Although variants in many different genes can cause cardiac arrhythmias, the ones in PKP2 are the most common. The particular variant in my family has been studied extensively, especially by Dutch researchers, which makes sense since it originated in the Netherlands. It is inherited in an autosomal dominant pattern, meaning that a person needs only one copy of the altered gene to be at risk, and each child has a 50% chance of inheriting it. However, the trait also shows incomplete penetrance and variable expressivity. In practical terms, this means that not everyone with the variant develops symptoms, and those who do may experience different levels of severity.

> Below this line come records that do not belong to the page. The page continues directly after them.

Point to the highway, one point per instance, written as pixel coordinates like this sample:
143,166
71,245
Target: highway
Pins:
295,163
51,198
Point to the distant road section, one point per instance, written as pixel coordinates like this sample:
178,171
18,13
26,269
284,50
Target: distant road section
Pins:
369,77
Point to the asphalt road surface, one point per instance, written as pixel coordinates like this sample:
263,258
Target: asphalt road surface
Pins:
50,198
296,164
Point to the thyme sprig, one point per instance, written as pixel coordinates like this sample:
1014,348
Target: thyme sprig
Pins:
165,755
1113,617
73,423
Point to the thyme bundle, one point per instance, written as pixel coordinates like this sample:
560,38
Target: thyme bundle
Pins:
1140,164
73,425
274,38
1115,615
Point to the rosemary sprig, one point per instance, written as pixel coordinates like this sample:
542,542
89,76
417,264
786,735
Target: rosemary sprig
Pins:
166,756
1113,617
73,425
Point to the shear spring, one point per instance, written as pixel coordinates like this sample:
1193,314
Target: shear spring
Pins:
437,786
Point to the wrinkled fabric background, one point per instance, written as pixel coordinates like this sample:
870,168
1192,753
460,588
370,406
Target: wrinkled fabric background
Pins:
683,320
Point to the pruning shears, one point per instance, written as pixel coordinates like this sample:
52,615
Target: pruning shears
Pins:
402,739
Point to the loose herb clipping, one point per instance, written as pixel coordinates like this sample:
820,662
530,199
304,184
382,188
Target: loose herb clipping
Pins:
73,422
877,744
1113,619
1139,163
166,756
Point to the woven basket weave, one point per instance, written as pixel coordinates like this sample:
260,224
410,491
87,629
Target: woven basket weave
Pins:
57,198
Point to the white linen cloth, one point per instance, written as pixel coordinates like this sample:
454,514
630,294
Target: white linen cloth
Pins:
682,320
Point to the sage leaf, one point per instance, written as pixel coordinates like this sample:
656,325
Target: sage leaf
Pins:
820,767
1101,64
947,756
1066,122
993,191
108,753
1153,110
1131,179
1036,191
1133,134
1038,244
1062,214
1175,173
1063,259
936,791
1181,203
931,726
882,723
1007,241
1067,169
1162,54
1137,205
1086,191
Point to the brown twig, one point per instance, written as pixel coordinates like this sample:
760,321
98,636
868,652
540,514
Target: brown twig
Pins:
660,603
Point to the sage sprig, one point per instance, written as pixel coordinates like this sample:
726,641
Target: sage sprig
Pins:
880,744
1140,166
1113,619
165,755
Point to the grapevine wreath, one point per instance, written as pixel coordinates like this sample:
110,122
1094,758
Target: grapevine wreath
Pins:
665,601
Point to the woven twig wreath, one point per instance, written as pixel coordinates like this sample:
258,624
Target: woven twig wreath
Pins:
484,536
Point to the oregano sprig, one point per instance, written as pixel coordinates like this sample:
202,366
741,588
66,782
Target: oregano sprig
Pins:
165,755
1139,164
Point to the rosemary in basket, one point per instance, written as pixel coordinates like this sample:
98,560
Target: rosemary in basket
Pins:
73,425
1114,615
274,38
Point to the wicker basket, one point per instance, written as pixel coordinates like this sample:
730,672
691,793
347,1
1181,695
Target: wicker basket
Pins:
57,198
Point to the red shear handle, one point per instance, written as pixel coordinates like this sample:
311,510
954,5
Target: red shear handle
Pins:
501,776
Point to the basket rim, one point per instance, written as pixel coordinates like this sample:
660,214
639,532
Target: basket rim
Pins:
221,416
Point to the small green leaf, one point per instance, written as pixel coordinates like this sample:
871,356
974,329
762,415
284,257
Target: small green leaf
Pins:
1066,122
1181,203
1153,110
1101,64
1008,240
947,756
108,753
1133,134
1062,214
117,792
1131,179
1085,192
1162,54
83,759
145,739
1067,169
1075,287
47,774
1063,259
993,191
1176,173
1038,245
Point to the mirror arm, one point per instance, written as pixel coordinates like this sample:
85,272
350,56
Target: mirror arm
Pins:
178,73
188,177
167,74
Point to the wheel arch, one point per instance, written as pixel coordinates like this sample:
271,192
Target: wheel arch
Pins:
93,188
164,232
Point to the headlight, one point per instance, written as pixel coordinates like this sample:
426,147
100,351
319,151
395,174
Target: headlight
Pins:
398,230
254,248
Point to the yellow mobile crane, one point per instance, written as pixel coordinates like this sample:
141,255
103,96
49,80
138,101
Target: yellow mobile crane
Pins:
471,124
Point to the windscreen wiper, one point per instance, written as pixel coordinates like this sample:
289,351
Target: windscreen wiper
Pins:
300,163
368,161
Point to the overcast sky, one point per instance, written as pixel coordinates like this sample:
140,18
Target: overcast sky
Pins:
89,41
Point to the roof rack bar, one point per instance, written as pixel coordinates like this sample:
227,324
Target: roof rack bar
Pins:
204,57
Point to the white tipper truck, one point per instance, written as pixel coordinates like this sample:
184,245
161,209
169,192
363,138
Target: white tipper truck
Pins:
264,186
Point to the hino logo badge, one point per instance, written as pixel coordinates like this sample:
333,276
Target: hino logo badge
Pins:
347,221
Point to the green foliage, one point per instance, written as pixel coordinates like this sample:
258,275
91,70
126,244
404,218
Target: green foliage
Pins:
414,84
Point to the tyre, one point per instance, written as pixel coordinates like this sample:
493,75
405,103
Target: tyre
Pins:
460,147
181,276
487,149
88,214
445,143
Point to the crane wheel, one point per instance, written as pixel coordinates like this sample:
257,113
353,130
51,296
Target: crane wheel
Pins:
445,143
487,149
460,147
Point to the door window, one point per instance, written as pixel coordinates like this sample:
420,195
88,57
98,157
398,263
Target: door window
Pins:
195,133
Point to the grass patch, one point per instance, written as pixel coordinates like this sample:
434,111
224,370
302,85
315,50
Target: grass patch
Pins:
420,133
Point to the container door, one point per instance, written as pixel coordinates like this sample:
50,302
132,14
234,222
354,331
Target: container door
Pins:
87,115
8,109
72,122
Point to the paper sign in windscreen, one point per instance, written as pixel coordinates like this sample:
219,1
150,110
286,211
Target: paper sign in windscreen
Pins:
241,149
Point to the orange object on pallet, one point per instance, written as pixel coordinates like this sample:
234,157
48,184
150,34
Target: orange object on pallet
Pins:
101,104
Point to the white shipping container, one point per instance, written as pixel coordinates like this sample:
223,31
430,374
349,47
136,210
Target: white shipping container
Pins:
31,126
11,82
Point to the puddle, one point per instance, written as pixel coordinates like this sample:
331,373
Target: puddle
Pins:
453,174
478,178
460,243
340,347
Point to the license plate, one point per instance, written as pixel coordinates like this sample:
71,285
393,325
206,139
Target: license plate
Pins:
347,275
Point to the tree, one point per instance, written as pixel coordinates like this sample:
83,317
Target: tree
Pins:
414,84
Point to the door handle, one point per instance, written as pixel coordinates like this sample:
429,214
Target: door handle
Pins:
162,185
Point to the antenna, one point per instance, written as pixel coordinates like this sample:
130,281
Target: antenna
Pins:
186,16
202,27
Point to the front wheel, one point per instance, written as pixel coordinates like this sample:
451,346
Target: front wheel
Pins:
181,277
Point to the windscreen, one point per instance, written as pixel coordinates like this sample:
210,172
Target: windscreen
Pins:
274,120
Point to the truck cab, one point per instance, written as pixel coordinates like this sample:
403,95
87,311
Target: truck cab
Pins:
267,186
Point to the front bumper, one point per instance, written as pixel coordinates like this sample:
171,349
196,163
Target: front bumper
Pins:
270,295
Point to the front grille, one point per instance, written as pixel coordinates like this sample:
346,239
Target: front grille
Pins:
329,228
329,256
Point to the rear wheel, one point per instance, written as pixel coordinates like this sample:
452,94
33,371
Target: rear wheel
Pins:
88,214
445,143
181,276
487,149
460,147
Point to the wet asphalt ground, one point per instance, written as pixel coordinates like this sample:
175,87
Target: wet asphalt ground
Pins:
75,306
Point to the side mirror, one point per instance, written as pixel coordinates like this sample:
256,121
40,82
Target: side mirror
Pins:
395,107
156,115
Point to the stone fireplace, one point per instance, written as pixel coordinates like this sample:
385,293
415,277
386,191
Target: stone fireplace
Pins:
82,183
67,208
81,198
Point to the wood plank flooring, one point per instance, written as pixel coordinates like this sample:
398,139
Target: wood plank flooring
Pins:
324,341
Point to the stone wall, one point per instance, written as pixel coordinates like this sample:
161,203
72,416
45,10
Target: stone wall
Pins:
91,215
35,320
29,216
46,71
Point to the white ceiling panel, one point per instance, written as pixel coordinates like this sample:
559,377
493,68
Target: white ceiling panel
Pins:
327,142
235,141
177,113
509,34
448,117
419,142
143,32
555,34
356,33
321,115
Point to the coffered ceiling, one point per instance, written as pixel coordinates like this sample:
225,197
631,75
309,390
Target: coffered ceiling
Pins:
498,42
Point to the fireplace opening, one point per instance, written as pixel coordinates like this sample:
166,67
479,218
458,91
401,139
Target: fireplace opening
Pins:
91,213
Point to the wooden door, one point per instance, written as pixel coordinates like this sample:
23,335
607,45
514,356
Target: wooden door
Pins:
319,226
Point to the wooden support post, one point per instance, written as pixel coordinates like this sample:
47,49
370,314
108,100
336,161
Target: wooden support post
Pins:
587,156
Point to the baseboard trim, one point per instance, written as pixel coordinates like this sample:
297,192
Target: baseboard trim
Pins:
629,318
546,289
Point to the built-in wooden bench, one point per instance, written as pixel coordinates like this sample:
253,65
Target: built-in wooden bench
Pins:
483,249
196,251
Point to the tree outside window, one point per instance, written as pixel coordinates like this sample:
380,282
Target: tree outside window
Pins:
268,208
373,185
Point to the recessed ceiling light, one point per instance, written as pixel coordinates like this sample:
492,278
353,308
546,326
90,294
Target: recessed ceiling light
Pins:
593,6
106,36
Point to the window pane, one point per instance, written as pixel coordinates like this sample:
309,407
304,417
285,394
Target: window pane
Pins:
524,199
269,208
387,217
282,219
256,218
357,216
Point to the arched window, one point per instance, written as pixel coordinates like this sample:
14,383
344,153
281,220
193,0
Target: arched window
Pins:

Genetic testing confirmed that Wilma and Margaret carried the variant, as did Wilma’s two daughters. This raised difficult questions for the rest of our family. Should all of my siblings, nieces, and nephews be tested as well? For those who test negative, there is reassurance. But what about those who test positive?

Last summer, I learned that I, too, carry this variant. I feel healthy, so what does this information mean for me?

Because this variant does not always cause disease, many uncertainties remain. Will I ever develop symptoms? If I do, how severe will they be? If Wilma had known she carried the pathogenic variant, could anything have been done differently? And should everyone in our family undergo testing?

There are no simple answers. First, we must remember that God may call us home at any time, for reasons far beyond cardiac arrhythmia. Knowing about a pathogenic variant may sharpen our awareness of our mortality, but it should not fundamentally change our perspective on life. Second, testing positive does not guarantee that a condition will develop. Some variants, such as certain breast cancer genes, have very high penetrance, and testing can be lifesaving. That is not the case here. Instead, the goal is to determine whether disease is already present but not yet obvious. On the advice of a genetic counselor, I underwent several tests, including wearing a heart monitor. No abnormalities were detected, and I will continue to be monitored over time.

Even with careful monitoring, uncertainty remains. Our family’s variant is relatively common in people with cardiac arrhythmia, and it has been studied more than many others. Large registries maintained by cardiac centers track people with arrhythmia, as well as family members who do not carry specific variants. In addition, population-wide genetic databases help estimate how common a variant is and how often it leads to disease. Even after reviewing these studies, I still cannot know with certainty whether I will develop arrhythmia, though the risk appears to be well below 50%.

Some people hesitate to pursue genetic testing because of cost or fear that the information could be used against them, for example by insurance companies. To prevent this, laws exist to protect against genetic discrimination, though family medical history can still affect life insurance coverage.

If someone does test positive, what steps can they take? Here, too, uncertainty remains. Meeting with a genetic counselor is an important first step. Medical testing can determine whether the condition is present and guide ongoing monitoring. Beyond that, recommendations are less clear. People with pathogenic cardiac variants are often advised to limit strenuous physical activity to reduce stress on the heart. I have chosen to continue what I was doing earlier, namely exercising regularly, and have not experienced any problems so far. Whether this helps protect my heart or increases future risk is unknown.

My situation is only one example. As genetic testing continues to advance, many people will face similar uncertainties. Each case will involve difficult decisions about health, behavior, and trust. In all of this, we are called to number our days that we may gain a heart of wisdom, and to pray that God will establish the work of our hands (Psalm 90:12, 17).